|ANIMAS RIVER POISONING by EPA|
The EPA is trying to cheat Navajo Indians by getting them to sign away their rights to future claims from the agency’s Gold King Mine disaster, tribal officials charged Wednesday, adding more to the administration’s public relations problems over the spill that threatens critical Southwest waterways.
Environmental Protection Agency officials were going door to door asking Navajos, some of whom don’t speak English as their primary language, to sign a form that offers to pay damages incurred so far from the spill, but waiving the right to come back and ask for more if their costs escalate or if they discover bigger problems, Navajo President Russell Begaye told The Washington Times.
Officials from the Environmental Protection Agency said Sunday that the Gold King Mine discharged an estimated 3 million gallons of contaminated water, three times the amount previously believed.
UPDATE: EPA Threatened Mine Owner with FINES if he didn't allow EPA Access. THEN they POISONED rivers!
Mr. Hennis said he opposed having the EPA investigate leakage from the inactive mine near Silverton, Colorado, because he had tangled with the agency in previous years over its work at another mine he owns in Leadville, Colorado.
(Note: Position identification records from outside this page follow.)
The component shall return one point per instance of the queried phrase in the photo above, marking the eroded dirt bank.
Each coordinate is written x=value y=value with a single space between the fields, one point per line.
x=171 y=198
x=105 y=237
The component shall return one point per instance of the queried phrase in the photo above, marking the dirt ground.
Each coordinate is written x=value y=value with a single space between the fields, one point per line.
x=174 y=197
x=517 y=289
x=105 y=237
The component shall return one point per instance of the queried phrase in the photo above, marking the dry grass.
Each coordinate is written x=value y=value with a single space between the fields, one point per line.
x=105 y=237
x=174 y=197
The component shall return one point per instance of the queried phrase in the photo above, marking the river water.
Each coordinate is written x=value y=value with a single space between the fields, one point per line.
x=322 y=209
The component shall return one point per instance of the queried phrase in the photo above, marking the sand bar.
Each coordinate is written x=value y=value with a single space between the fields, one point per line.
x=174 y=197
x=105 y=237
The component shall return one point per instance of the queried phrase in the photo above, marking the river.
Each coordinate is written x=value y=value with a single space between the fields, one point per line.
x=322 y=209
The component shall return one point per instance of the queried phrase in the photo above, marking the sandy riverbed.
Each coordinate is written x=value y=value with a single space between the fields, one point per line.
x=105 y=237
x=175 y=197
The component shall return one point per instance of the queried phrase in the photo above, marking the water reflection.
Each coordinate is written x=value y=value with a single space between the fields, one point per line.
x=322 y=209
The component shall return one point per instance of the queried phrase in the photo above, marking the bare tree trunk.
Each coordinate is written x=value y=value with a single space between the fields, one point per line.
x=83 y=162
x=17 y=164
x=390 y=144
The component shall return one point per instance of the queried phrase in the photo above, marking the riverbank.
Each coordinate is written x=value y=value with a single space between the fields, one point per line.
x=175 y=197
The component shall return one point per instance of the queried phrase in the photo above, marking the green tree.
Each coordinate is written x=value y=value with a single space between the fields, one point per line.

“I said, ‘No, I don’t want you on my land out of fear that you will create additional pollution like you did in Leadville,’” Mr. Hennis told Colorado Watchdog.org. “They said, ‘If you don’t give us access within four days, we will fine you $35,000 a day.’”
The EPA has admitted that its agents accidentally unleashed the acidic flood, which has since contaminated the San Juan River in New Mexico and seeped into Lake Powell in Utah, albeit in very low concentrations.